Se due analisti utilizzano diversi timeframe, diverse frequenze di campionamento o diverse definizioni di drawdown, i loro valori di Ulcer Index possono differire anche utilizzando lo “stesso” strumento sottostante. Pertanto, l’evidenza più importante è il metodo documentato e la capacità di riprodurre il calcolo dagli input dichiarati.
Limitazioni e rischi
Diversi fattori di rischio influenzano la valutazione dell’Ulcer Index:
- Rischio di definizione della serie: Cambiare la serie sottostante (ad esempio, valori aggiustati vs. non aggiustati, o utilizzare una diversa convenzione di prezzo) modifica i drawdown e quindi l’indice.

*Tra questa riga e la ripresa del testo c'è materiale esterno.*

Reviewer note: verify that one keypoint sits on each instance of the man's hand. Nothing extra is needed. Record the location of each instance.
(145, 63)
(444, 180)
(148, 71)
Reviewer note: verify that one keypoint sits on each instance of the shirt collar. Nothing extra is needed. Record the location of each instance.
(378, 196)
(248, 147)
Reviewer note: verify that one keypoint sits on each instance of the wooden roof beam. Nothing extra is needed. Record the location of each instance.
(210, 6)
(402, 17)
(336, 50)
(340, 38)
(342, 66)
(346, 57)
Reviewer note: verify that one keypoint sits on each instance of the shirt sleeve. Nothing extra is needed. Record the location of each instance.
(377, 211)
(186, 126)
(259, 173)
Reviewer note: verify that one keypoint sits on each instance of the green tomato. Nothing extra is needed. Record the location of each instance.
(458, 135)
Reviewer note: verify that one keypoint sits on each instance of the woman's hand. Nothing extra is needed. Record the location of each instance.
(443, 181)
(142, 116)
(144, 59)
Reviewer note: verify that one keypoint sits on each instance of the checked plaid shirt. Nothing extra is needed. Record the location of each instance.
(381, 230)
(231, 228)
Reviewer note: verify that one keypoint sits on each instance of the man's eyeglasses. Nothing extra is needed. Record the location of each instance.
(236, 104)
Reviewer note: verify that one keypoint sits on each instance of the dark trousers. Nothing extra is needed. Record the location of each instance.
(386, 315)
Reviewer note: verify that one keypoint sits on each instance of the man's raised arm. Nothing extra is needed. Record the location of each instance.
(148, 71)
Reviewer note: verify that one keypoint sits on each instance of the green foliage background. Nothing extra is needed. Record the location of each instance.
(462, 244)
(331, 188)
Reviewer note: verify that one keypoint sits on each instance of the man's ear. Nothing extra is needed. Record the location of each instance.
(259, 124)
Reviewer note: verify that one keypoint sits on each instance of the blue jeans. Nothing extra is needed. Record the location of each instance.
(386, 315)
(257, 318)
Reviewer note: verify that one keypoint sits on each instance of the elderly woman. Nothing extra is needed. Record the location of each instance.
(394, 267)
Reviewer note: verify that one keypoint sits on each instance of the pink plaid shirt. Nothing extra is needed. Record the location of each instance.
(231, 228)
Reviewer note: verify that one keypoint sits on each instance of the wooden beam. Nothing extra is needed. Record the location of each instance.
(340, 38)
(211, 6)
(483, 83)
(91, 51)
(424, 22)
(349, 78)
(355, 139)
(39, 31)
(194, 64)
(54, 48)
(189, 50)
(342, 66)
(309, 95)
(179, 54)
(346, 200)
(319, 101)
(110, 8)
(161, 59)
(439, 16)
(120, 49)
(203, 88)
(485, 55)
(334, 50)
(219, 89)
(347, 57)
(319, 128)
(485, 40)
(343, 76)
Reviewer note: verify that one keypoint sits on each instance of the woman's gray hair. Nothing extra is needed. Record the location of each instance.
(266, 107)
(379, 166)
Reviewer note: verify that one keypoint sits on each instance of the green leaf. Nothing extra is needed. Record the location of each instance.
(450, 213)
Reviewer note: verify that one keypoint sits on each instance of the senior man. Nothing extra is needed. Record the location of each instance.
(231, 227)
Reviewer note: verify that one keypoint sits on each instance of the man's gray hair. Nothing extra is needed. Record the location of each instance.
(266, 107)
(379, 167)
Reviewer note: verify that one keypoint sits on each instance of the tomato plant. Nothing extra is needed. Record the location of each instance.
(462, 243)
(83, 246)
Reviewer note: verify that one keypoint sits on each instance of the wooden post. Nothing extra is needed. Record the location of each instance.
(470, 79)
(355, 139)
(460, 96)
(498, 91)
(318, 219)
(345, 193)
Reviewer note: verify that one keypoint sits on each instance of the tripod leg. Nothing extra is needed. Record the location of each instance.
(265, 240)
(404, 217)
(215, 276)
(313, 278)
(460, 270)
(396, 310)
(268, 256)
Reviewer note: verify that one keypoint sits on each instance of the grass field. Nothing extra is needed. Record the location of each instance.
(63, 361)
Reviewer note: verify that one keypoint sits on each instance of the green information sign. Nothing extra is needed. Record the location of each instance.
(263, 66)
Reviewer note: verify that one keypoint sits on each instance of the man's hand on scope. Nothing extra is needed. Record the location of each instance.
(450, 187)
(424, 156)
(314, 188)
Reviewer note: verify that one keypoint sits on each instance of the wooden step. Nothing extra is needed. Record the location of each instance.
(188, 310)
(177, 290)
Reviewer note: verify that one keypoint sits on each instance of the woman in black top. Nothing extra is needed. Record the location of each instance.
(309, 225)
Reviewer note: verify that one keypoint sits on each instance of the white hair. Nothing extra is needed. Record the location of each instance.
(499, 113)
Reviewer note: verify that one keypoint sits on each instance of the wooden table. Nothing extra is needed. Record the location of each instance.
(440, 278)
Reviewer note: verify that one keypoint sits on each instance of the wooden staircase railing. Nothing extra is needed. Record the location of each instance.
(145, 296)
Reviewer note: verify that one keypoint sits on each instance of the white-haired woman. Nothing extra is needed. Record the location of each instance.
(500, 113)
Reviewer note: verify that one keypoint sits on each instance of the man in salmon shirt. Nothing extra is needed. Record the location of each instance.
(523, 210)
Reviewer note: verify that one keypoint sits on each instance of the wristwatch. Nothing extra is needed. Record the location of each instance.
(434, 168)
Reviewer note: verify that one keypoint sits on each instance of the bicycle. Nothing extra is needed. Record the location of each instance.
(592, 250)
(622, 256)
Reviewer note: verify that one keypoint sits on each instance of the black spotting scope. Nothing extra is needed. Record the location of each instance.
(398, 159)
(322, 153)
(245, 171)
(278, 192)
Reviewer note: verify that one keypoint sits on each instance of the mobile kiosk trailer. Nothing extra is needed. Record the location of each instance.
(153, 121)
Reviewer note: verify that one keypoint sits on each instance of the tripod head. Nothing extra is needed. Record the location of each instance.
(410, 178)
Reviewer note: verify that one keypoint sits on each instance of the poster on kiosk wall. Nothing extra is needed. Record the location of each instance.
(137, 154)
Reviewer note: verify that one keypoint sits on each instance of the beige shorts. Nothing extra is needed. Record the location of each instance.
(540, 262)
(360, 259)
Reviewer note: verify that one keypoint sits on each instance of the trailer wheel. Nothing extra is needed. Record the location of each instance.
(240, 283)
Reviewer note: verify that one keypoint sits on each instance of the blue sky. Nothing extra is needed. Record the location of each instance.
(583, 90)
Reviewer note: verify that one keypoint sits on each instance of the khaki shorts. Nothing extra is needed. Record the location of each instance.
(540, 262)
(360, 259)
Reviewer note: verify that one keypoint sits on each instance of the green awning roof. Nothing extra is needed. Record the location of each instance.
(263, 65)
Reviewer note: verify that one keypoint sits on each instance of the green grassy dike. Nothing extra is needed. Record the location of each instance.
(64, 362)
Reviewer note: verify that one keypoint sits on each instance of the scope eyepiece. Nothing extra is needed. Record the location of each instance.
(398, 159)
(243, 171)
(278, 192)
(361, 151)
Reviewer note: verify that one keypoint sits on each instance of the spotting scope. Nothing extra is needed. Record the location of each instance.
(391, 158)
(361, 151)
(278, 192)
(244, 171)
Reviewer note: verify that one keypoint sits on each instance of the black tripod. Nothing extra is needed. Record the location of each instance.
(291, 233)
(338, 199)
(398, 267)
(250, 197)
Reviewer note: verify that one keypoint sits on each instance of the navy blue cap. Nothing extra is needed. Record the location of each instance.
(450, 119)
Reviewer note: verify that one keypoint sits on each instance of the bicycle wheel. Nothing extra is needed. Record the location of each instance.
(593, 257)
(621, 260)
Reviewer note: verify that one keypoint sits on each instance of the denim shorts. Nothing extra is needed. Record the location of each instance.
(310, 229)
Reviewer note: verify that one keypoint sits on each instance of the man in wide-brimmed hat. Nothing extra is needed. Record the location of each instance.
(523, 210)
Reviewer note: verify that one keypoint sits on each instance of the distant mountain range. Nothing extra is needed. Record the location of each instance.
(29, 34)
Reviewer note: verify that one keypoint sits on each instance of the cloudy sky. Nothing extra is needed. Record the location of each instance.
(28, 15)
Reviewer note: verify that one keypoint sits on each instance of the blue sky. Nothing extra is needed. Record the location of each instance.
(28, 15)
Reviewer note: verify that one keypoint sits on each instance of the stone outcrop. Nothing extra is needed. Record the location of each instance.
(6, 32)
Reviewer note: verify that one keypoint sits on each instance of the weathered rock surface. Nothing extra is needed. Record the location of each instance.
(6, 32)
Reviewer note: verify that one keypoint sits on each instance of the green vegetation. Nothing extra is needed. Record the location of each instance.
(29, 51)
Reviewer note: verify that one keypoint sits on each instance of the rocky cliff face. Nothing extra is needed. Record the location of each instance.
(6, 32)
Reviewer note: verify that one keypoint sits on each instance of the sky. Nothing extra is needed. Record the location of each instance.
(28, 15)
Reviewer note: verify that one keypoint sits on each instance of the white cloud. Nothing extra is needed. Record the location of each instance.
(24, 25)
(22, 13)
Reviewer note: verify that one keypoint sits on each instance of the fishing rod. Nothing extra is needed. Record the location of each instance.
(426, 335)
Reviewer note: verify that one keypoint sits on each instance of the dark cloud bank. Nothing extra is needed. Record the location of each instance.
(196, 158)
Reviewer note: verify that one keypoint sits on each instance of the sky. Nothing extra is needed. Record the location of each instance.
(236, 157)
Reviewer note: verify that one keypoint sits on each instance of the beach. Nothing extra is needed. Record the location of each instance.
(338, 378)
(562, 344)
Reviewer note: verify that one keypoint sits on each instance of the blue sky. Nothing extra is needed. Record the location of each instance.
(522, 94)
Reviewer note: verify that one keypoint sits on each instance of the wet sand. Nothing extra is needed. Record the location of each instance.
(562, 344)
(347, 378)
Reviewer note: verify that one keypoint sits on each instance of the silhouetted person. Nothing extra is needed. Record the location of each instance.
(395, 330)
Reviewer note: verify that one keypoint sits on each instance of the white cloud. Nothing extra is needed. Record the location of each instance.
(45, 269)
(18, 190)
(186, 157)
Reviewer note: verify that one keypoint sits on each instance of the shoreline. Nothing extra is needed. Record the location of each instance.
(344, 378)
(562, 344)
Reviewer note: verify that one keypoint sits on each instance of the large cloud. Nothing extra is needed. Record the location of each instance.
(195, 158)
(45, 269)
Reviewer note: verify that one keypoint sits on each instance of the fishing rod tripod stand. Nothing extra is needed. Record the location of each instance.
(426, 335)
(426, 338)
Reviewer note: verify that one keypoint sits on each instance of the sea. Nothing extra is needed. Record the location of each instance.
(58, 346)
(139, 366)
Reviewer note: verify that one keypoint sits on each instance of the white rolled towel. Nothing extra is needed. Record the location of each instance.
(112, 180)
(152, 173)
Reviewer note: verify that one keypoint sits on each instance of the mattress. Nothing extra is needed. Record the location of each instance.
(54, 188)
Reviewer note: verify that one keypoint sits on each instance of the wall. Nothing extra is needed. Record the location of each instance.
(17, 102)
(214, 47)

- Sensibilità al timeframe: L’Ulcer Index è sensibile al periodo selezionato e alla frequenza di campionamento; la “forma” storica del calo può essere enfatizzata o attenuata dall’orizzonte scelto.
- Rischio di dati mancanti: Gap, outlier e gestione incoerente dei timestamp possono creare picchi o drawdown artificiali.
- Ambiguità di calcolo: Se un calcolo utilizza drawdown in percentuale e un altro in decimali (o se uno eleva al quadrato una quantità diversa), i risultati non saranno comparabili.
- Rischio di interpretazione errata: Un Ulcer Index calcolato riassume il comportamento passato dei cali per quella serie e finestra; le relazioni storiche non garantiscono risultati futuri.
Verifica o prossima domanda
Per verificare in modo indipendente i dati dell’Ulcer Index, è necessario saper rispondere a queste domande:
- Si dispone della serie di input esatta, della frequenza di campionamento e dell’intervallo di date?
- I drawdown sono definiti in modo coerente utilizzando lo stesso metodo di massimo mobile?
- La formula o il passaggio di aggregazione dell’Ulcer Index sono chiaramente indicati e applicati alle stesse unità di drawdown?
- Sono stati documentati i controlli sulla qualità dei dati (punti mancanti, duplicati, outlier, aggiustamenti)?
Se non si riesce a specificare chiaramente questi input e ipotesi, la conclusione più prudente è che il valore calcolato di Ulcer Index non è verificabile in modo indipendente.